The mother was silent after this, but Yan could see that she was praying for him as for a lost soul.

A few days later they were out walking in the early spring morning. A Shore-lark on a clod whistled prettily as it felt the growing sunshine.

Yan strained his eyes and attention to take it in. He crept up near it. It took wing, and as it went he threw after it a short stick he was carrying. The stick whirled over and struck the bird. It fell fluttering. Yan rushed wildly after it and caught it in spite of his mother's calling him back.

He came with the bird in his hand, but it did not live many minutes. His mother was grieved and disgusted. She said. "So this is the great love you have for the wild things; the very first spring bird to sing you must club to death. I do not understand your affections. Are not two sparrows sold for one farthing, and yet not one of them falls to the ground without the knowledge of your heavenly Father."

Yan was crushed. He held the dead bird in his hand and said, contradictorily, as the tears stood in his eyes, "I wish I hadn't; but oh, it was so beautiful."

He could not explain, because he did not understand, and yet was no hypocrite.

Weeks later a cheap trip gave him the chance for the first time in his life to see Niagara. As he stood with his mother watching the racing flood, in the gorge below the cataract, he noticed straws, bubbles and froth, that seemed to be actually moving upstream. He said:

"Mother, you see the froth how it seems to go up-stream."

"Well!"

"Yet we know it is a trifle and means nothing. We know that just below the froth is the deep, wide, terrible, irresistible, arrowy flood, surging all the other way."

"Yes, my son."

"Well, Mother, when I killed the Shore-lark, that was froth going the wrong way, I did love the little bird. I know now why I killed it. Because it was going away from me. If I could have seen it near and could have touched it, or even have heard it every day, I should never have wished to harm it. I didn't mean to kill it, only to get it. You gather flowers because you love to keep them near you, not because you want to destroy them. They die and you are sorry. I only tried to gather the Shore-lark as you would a flower. It died, and I was very, very sorry."

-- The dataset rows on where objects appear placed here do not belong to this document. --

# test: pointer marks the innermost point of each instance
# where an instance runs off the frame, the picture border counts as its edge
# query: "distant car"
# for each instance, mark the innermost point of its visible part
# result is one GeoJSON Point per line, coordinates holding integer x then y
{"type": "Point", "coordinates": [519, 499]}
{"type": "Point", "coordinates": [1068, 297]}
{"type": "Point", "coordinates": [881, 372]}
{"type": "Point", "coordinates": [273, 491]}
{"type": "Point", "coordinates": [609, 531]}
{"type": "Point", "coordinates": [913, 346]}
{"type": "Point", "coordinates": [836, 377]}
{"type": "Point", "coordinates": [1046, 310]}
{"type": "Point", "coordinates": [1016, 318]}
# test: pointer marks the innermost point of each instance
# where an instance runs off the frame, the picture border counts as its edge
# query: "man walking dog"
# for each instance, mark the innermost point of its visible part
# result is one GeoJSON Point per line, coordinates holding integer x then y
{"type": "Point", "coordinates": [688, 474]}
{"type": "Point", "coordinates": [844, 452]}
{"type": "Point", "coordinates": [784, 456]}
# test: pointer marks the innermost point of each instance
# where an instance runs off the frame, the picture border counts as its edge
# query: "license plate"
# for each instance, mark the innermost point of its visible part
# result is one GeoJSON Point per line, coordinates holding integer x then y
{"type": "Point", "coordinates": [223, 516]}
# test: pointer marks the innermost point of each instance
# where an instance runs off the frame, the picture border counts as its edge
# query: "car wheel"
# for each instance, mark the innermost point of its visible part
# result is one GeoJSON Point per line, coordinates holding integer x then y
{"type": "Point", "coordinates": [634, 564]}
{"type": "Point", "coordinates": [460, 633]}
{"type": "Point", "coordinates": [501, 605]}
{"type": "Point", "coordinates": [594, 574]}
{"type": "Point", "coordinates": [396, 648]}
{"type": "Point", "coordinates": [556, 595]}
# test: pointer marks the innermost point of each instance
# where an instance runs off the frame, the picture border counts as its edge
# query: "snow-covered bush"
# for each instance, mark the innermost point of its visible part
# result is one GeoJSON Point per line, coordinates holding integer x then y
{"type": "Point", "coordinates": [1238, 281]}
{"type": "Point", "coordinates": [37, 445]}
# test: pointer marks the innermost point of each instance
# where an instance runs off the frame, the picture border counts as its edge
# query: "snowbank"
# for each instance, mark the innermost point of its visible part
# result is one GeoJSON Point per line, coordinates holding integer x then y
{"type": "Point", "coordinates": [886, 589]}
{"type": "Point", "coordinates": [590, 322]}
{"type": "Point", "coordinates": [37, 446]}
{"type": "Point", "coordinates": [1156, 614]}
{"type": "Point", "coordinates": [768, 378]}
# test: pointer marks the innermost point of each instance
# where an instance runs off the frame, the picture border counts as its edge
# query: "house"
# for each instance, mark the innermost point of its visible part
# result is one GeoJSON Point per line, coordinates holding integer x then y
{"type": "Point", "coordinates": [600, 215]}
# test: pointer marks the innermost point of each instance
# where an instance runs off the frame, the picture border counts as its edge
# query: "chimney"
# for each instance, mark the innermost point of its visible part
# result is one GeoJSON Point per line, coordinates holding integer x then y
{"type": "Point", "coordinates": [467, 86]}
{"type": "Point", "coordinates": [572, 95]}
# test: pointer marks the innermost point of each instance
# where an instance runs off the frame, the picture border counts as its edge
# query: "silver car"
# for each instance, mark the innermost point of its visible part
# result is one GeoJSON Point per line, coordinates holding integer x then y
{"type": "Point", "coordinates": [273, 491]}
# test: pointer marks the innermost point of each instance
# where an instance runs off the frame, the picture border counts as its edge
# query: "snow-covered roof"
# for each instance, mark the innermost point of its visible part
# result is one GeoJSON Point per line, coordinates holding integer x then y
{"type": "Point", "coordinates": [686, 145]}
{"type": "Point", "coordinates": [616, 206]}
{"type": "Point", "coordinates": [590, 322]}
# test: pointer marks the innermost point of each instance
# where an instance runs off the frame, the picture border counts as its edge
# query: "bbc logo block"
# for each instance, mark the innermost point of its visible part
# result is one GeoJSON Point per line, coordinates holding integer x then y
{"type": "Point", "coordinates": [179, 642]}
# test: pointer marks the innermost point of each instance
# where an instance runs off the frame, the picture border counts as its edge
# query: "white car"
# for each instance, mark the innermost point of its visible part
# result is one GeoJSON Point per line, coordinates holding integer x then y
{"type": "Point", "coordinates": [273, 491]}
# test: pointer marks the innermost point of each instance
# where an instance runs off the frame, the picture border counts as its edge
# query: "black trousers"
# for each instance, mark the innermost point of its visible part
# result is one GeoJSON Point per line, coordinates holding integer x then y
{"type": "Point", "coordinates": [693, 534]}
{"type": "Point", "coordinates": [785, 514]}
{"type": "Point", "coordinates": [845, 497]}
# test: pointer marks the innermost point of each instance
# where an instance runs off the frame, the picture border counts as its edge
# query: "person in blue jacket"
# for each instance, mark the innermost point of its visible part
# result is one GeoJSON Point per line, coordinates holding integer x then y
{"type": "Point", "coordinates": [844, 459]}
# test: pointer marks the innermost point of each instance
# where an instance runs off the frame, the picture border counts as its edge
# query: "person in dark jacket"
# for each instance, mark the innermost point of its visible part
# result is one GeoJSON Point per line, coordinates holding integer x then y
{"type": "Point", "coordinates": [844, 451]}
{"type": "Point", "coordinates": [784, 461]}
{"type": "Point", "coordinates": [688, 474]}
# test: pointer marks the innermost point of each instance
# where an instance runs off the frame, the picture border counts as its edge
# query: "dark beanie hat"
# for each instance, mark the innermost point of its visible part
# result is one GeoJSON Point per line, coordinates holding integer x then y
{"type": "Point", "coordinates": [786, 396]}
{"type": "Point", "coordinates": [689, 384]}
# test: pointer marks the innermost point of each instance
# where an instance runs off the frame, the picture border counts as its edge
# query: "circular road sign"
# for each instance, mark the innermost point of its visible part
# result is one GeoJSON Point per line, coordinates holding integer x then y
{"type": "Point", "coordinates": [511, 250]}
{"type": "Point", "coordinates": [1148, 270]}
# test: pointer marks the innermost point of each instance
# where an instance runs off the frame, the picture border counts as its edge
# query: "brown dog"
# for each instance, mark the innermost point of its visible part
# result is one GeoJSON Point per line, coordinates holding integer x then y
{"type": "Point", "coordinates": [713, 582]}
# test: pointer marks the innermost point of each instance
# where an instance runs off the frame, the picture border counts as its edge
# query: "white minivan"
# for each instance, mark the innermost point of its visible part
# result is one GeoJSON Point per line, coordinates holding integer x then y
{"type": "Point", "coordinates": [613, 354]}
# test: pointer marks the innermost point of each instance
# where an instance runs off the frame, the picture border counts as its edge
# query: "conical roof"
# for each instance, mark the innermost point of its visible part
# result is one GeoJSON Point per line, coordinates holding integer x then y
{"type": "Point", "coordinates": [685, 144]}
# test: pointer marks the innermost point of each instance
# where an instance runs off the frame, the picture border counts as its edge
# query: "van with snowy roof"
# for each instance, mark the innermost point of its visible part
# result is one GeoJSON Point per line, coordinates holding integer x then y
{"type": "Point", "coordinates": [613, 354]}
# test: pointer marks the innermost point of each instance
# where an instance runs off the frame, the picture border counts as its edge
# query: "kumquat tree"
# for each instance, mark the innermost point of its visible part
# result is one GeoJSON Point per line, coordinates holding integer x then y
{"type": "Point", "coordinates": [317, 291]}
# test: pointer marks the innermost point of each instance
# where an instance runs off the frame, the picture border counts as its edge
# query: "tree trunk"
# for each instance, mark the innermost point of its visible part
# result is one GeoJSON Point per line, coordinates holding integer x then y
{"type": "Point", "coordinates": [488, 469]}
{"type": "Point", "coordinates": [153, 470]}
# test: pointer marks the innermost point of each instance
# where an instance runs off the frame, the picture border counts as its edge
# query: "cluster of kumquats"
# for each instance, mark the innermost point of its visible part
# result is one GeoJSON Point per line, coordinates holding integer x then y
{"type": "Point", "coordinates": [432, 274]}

"Nevertheless," the mother replied, "the merciful man is merciful unto his beast. He who hearkens when the young Ravens cry, surely took note of it, and in His great Book of Remembrance it is written down against you."

And from that time they surely drifted apart.

PART II

SANGER SAM 

I

The New Home

AN was now fourteen years old long-legged, thin, and growing fast The doctor marked this combination and said: "Send him on a farm for a year."